Wychowanie szczeniaka zaczynamy od pierwszej chwili , gdy
przybywa do naszego domu. Przede wszystkim – my ludzie jesteśmy
przywódcami i tak powinniśmy się
zachowywać . Komendy powinny być krotkie i zawsze jednakowe , zasady jasne i przejrzyste – jeśli wolno leżeć na
kanapie , to wolno. Jeśli wpuszczamy szczeniaczka do łóżka , to dorosły pies
tez będzie tam spał.
Zasady powinny być przestrzegane przez całą rodzinę –
czyli jeśli jedno zgania z łóżka , to drugie nie może ukradkiem wpuszczać .
Uwaga – bycie przywódca nie oznacza rezygnacji
z miłości lub pieszczenia … Ale z kolei nie można pozwalać małemu rodezjanowi na skakanie łapkami na człowieka lub na
podgryzanie …. To nie są pieszczoty , to raczej zabawa , która w późniejszym
wieku psa może skończyć się źle dla nas lub naszej rodziny . Kilkumiesięczne
maleństwo może ważyć już 30 kg … taka rozpędzona masa może skosić nas z nog!
Podstawą wychowania każdego rodezjaną są przysmaki . Ja piekę
ciasteczka wątróbkowe , ponieważ są tanie, smaczne i zdrowe … A przy szkoleniu szczeniaka lub młodego psa
potrzebuję wielkich ilości przysmaków.
Przygotujcie się , że smaczki będą wysypywać się z każdej kieszeni ,
nawet wyjściowych ciuchów … Muszą towarzyszyć wam wszędzie tam gdzie jest wasz
pies. Jedzenie uspokaja , jedzenie powoduje wydzielanie endorfin ( hormonu
szczęścia) W początkowym okresie –
chodzenie na smyczy odbywa się wyłącznie na smaczek , ciasteczko przed nosem i
prowadzimy na smyczy . Wychodzimy na ulice pełną strasznych potworów , karmimy
, wchodzimy do sklepu – karmimy, idziemy na dworzec kolejowy – karmimy …
Generalnie – skarmiamy w każdej sytuacji , która może być sytuacją stresująca dla
szczeniaka . Oczywiście nie zapominamy o nagradzaniu głosem. Cieszymy się jak głupi do sera z każdej wykonanej prawidłowo przez psiego dzieciaka komendy.
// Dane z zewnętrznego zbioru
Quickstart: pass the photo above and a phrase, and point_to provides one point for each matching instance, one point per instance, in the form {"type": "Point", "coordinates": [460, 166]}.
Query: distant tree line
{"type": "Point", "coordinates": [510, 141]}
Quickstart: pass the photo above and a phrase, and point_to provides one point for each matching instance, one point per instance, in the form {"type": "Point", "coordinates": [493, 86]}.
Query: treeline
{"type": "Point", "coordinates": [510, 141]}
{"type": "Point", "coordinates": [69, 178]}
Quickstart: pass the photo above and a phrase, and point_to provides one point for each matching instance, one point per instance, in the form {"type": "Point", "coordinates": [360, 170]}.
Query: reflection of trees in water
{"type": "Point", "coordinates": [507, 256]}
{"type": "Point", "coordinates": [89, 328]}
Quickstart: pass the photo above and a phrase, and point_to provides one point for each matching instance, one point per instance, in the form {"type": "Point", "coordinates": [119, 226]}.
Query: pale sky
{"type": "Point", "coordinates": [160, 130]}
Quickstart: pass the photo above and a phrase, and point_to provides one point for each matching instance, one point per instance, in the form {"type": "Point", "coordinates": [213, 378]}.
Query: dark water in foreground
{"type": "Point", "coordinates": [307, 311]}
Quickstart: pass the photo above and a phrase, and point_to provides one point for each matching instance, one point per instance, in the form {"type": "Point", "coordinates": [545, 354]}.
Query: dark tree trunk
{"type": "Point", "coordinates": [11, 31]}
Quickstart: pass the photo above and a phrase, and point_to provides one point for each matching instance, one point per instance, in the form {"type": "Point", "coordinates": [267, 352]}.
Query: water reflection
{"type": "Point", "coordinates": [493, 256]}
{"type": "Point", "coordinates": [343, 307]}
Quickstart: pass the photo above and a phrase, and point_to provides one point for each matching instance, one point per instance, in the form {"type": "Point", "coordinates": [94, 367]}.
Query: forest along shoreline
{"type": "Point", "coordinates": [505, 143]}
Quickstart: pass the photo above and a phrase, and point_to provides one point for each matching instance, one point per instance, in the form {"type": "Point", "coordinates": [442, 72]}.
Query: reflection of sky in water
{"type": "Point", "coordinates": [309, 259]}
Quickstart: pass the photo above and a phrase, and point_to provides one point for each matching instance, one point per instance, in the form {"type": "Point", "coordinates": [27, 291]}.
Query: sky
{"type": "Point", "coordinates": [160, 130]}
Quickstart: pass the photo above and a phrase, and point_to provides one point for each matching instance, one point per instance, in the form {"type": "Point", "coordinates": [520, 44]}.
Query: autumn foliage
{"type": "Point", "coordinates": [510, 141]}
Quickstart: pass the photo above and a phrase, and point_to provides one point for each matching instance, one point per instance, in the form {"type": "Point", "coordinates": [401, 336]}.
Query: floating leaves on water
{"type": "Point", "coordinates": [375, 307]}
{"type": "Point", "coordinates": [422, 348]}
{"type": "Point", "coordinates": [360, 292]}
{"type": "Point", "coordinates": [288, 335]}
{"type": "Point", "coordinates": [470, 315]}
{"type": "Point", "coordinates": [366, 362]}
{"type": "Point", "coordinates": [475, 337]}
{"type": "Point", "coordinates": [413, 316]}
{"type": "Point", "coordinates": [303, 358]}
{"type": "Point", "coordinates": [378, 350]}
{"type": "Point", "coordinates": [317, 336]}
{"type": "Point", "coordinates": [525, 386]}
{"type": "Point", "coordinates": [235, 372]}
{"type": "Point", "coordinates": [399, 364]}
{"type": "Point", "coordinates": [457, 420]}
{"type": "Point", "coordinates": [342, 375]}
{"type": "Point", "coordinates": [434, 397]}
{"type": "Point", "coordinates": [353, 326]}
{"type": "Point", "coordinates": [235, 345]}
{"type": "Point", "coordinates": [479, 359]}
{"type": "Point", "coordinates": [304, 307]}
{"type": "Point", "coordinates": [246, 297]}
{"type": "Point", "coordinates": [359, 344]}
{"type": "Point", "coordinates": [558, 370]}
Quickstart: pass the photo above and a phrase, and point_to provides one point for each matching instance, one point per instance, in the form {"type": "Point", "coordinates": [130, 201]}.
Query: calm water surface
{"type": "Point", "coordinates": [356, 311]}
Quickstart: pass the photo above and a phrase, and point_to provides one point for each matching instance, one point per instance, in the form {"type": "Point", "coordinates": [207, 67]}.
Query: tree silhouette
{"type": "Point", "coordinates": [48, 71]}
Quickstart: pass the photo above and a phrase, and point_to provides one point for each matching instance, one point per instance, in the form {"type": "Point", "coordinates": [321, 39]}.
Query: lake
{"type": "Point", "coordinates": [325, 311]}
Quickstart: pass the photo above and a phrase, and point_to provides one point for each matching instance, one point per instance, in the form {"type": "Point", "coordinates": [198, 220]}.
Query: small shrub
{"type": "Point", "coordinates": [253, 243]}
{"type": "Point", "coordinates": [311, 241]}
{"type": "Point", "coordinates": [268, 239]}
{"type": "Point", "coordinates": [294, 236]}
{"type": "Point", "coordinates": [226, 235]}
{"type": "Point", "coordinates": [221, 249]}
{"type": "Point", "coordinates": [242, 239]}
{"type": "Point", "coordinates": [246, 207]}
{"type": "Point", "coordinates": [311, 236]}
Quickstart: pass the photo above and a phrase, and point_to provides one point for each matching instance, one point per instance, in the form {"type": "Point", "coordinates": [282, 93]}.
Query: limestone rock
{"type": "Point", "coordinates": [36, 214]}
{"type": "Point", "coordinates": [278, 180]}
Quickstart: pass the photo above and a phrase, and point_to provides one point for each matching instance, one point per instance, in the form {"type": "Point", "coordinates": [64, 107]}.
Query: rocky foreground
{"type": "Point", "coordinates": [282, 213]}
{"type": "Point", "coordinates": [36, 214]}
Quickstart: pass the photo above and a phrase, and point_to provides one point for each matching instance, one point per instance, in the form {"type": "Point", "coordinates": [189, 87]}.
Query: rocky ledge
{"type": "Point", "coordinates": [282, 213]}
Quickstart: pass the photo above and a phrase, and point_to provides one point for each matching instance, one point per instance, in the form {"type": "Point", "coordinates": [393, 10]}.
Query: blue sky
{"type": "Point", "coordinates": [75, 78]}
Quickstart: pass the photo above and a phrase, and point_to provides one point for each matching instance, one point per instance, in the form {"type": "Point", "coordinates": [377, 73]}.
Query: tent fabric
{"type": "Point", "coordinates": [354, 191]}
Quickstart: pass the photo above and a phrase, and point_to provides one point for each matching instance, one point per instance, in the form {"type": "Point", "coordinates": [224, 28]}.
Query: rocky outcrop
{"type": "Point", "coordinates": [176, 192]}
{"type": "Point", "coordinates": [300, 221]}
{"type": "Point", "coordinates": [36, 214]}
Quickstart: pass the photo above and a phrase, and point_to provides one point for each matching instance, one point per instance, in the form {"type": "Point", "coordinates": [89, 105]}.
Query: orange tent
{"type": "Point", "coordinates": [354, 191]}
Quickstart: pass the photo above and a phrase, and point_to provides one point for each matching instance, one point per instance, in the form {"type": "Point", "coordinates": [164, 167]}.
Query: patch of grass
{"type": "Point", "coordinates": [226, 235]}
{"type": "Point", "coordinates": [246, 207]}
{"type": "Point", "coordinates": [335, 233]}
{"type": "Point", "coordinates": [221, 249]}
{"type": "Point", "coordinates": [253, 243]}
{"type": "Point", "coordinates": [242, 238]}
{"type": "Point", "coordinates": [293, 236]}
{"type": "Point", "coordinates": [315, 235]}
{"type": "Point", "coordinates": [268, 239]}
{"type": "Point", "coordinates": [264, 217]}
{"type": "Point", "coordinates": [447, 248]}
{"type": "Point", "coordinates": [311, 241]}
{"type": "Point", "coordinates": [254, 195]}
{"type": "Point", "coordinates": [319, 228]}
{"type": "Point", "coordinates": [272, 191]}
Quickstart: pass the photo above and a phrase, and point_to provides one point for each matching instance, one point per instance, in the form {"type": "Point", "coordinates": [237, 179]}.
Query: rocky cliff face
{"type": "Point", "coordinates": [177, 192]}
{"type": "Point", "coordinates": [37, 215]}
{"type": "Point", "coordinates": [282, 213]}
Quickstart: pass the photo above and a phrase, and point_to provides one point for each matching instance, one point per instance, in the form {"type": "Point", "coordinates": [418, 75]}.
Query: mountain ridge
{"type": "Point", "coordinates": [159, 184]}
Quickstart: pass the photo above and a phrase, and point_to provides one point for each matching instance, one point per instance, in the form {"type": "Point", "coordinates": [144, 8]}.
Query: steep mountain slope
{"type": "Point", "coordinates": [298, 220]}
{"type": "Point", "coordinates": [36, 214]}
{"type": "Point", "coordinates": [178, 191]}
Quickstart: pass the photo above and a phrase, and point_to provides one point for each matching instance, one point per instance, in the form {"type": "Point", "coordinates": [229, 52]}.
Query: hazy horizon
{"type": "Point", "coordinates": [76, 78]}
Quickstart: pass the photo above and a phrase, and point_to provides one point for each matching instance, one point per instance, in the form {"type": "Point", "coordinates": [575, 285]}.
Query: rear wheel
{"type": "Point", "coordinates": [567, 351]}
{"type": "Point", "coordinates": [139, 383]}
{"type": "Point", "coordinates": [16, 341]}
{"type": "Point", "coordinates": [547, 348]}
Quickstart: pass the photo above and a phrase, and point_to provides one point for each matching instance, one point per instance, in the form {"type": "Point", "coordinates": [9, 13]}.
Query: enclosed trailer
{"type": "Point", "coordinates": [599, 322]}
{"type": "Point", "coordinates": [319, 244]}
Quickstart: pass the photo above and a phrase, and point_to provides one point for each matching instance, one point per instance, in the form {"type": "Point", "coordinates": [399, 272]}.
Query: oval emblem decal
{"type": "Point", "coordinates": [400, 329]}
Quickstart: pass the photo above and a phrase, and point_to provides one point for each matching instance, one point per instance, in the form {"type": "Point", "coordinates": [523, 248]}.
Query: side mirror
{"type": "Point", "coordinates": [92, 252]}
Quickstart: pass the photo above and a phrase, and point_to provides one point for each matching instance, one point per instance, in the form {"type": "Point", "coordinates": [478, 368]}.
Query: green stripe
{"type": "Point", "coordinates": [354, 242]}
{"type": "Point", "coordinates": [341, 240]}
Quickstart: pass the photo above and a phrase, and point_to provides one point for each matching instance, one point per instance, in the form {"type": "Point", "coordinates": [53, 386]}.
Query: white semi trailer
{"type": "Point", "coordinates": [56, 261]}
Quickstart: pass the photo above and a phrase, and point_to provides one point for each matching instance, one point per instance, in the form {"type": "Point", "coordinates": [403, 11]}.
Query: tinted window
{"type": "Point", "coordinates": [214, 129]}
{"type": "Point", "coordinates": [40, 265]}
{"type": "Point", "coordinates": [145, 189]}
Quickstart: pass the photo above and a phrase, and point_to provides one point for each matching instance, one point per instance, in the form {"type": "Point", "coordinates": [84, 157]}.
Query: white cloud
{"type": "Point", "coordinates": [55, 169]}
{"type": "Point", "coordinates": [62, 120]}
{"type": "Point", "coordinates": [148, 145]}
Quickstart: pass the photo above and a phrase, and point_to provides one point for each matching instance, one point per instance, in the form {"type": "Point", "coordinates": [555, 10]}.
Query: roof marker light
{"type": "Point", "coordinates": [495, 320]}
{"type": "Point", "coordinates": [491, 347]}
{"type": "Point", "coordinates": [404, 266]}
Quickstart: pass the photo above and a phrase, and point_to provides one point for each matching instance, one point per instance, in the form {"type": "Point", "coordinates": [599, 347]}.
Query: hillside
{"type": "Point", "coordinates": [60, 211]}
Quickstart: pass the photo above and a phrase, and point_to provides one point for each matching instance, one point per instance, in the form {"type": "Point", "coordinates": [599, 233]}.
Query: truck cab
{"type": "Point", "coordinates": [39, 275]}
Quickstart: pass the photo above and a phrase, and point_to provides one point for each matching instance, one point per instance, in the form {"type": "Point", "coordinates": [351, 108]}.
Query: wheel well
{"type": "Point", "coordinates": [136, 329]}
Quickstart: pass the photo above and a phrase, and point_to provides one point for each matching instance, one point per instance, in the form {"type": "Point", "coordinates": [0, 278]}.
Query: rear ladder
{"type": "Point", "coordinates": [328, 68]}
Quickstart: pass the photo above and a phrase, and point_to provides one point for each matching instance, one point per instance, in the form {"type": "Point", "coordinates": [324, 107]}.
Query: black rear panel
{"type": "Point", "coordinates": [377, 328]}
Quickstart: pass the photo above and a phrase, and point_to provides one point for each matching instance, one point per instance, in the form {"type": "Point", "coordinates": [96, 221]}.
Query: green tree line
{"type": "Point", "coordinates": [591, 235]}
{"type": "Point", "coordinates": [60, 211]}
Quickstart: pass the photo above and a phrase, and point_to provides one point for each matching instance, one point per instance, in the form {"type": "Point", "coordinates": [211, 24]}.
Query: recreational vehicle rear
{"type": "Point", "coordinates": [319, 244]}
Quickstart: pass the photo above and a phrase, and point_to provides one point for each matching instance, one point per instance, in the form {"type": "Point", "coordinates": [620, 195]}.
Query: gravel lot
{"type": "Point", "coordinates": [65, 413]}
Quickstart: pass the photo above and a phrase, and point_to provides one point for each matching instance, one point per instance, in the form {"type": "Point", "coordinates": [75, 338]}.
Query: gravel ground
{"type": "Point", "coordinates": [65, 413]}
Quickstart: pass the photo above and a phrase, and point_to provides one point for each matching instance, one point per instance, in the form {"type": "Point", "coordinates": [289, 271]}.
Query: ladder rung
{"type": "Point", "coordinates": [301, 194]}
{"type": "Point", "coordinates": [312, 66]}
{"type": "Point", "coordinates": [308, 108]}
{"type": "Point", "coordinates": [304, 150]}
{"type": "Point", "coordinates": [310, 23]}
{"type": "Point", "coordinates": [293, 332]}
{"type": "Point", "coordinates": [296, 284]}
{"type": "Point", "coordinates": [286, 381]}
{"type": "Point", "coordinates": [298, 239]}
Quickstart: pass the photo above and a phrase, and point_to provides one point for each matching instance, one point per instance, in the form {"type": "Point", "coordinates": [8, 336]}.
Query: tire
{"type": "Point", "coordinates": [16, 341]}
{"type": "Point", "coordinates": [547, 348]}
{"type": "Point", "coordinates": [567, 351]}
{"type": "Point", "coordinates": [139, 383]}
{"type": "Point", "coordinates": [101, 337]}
To nic , że cała ulica ogląda się za nami jak za wariatami słysząc " SUUUUPER! Ślicznie!!! SUUUUPER! Grzeczny pies !!!! TAK!!! DOBRZE!!!! Ważne aby pies cieszył sie razem z nami ! Dodatkowo karmiąc i ciesząc sie przesadnie głośno – odwracamy uwagę szczeniaka od innych wydarzeń a
koncentrujemy jego uwagę na sobie. To
zaprocentuje w przyszłości – czy na wystawie czy nieprzyjaznym środowisku ,
pies się wyłączy i skoncentruje na nas – bo może mamy coś dobrego do jedzenia. A z czasem sama pochwała wystarczy .....
A czy może Pani zdradzić przepis na ciasteczka? nasz rodezjan jest "w drodze", jak dobrze pójdzie dołączy do nas wiosną 2017. Bardzo dziękuje za ten wpis!